Building an ONNX Engine

Prerequisites

  1. Ensure you can log into TensorRT-Cloud.

    Important

    Building on-demand engines is provided as a closed Early Access (EA) product. Access is restricted and is provided upon request (refer to Getting TensorRT-Cloud Access). These features will not be functional unless access is granted.

ONNX support is provided through on-demand engine building. You must provide your ONNX file and the engine config you would like to target, and TensorRT-Cloud will generate a corresponding engine.

You can generate fully customizable engines through the use of trtexec args. Additionally, the TensorRT-Cloud CLI provides utility flags for building weightless engines. In short, building weightless engines reduces the engine binary size at a potential performance cost.

In the sections below, we provide examples for building different kinds of engines.

Currently, only the latest version of TensorRT 10.0 is supported.

Specifying an Engine Build Configuration

The TensorRT-Cloud CLI trt-cloud build command provides multiple arguments. To see the full list of arguments, run:

trt-cloud build -h

Key arguments that allow for system and engine configuration are:

  • --gpu - Picks GPU target. Use trt-cloud info to get the list of available GPUs.

  • --os - Picks OS target (linux or windows)

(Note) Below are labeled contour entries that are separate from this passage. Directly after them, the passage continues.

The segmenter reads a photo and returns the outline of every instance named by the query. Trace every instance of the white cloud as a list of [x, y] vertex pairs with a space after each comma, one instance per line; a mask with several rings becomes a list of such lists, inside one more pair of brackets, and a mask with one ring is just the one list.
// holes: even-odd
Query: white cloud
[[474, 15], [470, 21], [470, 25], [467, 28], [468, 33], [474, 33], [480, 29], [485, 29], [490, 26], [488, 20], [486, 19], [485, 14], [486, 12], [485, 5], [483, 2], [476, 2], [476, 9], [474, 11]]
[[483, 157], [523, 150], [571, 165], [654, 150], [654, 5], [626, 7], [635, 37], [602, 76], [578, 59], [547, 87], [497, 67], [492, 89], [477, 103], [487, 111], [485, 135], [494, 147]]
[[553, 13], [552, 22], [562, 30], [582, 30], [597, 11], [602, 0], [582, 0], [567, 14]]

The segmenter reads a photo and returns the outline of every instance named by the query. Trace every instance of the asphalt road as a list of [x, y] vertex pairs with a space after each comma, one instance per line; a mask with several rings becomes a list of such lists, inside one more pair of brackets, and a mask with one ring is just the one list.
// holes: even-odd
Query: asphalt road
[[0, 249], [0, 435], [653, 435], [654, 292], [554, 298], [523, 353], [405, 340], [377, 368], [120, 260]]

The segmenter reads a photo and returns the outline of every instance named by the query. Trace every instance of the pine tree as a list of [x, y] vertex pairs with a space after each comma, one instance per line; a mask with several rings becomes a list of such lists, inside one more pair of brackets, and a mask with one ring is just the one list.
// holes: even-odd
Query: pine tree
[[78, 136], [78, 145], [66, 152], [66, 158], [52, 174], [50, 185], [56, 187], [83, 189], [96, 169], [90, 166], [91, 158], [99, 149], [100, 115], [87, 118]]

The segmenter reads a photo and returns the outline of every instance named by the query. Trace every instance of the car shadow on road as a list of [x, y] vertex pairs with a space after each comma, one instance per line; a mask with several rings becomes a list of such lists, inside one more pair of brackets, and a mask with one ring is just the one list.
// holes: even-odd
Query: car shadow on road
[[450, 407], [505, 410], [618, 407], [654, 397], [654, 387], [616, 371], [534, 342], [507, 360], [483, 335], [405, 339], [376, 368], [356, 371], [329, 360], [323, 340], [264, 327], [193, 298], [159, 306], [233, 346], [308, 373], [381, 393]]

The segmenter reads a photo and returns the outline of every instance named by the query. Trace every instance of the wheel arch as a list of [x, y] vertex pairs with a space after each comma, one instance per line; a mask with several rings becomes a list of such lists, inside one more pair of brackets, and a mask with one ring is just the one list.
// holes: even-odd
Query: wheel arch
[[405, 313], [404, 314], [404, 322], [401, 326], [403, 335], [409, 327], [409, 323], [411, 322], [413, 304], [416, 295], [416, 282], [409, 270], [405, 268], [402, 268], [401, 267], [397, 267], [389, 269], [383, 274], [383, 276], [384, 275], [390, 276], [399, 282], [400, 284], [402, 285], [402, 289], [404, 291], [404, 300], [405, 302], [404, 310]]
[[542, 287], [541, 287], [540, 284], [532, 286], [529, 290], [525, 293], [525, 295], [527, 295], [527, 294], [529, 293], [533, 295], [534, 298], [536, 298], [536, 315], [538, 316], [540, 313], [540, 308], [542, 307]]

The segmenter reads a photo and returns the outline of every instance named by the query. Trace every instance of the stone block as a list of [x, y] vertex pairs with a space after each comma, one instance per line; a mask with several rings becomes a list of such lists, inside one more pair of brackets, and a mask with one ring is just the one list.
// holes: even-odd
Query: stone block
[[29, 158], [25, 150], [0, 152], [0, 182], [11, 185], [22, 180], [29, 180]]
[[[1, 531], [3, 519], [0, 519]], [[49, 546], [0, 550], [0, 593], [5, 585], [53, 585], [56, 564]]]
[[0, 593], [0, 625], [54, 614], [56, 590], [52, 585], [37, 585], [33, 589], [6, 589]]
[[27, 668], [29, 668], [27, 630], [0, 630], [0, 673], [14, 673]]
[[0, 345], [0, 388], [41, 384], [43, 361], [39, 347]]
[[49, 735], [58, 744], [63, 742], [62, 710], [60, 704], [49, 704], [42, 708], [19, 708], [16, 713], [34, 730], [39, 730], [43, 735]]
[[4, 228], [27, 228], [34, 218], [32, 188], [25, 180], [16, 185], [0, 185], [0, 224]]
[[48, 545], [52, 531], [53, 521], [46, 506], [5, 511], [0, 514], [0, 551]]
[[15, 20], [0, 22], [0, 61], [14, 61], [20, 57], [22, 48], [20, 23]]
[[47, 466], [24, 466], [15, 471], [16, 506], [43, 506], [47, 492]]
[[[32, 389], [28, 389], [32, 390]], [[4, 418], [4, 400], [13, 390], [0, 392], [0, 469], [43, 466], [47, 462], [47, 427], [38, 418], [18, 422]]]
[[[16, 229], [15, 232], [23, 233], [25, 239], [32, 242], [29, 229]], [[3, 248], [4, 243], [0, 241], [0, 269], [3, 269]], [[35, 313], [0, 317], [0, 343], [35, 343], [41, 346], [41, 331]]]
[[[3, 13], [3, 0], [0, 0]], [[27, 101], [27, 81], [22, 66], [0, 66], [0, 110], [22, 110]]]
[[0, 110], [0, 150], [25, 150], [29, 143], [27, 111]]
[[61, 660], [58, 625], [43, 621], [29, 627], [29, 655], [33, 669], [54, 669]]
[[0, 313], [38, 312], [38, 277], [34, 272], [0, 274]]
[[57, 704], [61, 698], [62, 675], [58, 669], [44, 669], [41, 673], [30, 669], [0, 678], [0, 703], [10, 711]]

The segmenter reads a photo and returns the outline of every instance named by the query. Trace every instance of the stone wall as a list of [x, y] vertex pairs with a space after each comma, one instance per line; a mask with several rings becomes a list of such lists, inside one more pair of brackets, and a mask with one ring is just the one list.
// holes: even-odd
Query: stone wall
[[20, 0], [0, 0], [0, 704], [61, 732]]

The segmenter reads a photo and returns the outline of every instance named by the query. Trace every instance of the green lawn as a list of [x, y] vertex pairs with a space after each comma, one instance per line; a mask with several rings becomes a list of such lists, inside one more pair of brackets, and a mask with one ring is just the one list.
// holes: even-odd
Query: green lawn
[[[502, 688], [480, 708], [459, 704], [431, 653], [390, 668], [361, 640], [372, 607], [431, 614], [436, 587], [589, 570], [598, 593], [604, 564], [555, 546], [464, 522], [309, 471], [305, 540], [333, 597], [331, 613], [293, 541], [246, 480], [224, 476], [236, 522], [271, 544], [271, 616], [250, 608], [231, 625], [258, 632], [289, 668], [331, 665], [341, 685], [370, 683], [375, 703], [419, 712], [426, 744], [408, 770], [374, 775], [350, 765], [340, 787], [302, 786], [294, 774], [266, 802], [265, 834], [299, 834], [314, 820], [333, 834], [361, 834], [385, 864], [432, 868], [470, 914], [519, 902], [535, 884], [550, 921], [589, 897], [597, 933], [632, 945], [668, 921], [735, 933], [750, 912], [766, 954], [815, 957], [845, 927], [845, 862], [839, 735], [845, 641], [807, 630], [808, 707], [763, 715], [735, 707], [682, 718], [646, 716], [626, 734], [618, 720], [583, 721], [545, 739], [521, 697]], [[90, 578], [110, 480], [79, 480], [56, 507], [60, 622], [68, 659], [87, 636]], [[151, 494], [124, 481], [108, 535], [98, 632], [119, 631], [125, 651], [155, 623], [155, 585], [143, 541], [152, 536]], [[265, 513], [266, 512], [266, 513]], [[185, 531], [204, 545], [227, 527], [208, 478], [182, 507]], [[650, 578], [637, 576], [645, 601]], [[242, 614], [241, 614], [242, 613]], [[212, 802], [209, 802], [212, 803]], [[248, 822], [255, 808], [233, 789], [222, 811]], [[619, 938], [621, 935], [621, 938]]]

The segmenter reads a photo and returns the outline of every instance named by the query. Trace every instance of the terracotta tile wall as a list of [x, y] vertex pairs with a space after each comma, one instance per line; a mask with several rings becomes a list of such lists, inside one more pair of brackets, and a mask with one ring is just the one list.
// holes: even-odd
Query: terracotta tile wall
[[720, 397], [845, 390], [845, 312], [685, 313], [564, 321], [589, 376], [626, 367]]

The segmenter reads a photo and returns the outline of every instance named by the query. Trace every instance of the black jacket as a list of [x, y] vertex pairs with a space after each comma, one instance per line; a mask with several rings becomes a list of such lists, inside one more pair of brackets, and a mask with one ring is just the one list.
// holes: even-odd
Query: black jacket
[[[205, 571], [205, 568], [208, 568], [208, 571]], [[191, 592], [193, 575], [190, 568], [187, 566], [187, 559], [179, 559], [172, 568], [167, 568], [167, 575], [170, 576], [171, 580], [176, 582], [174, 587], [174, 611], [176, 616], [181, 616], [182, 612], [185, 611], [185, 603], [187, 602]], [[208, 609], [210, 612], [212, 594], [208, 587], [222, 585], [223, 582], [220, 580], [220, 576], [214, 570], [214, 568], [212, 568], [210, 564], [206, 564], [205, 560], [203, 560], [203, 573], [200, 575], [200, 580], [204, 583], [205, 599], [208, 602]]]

  • --trtexec-args - Sets trtexec args. TensorRT-Cloud supports a subset of trtexec args through this flag. If a new flag is not explicitly supported, TensorRT-Cloud will reject the build request.

    • If the model has dynamic input shapes, then minimum, optimal, and maximum values for the shapes must be provided in the --trtexec-args. Otherwise, static shapes will be assumed. This behavior is the same as trtexec. For more information, refer to the supported list of trtexec args.

Specifying the ONNX Model

The input ONNX model is given to trt-cloud build using the --onnx argument. It may be in one of three formats:

  • A local ONNX file.

  • A local Zip file which contains an ONNX model and external weights. For more information, refer to Building with Large ONNX Files.

  • A URL to a model hosted on AWS S3 or GitHub. The URL must not require authentication headers.

    • For ONNX models hosted on S3, it is recommended to create a presigned GET URL with a limited Time-to-Live (TTL) for use with TensorRT-Cloud.

    • For ONNX models hosted on GitHub, use the URL of the raw GitHub file instead of the URL to the GitHub Web UI. This can be achieved by copying the URL linked by the “View Raw”, “Raw”, or “Download Raw File” links. If opening the URL in a new browser tab does not result in the ONNX file downloading to your browser, TensorRT-Cloud will not accept your URL. For example, https://github.com/onnx/models/blob/main/Computer_Vision/mobilenetv2_050_Opset18_timm/mobilenetv2_050_Opset18.onnx is not a valid ONNX model URL, but https://github.com/onnx/models/raw/main/Computer_Vision/mobilenetv2_050_Opset18_timm/mobilenetv2_050_Opset18.onnx is valid.

Output Zip File

When the engine build completes, TensorRT-Cloud will save the result as a zip file to the directory where it was called from. The zip file will also contain logs and engine metrics. Logs will still be returned if the build ends in a failure, for example, in the case of an invalid ONNX input file. The format and layout of the zip file is subject to change over time.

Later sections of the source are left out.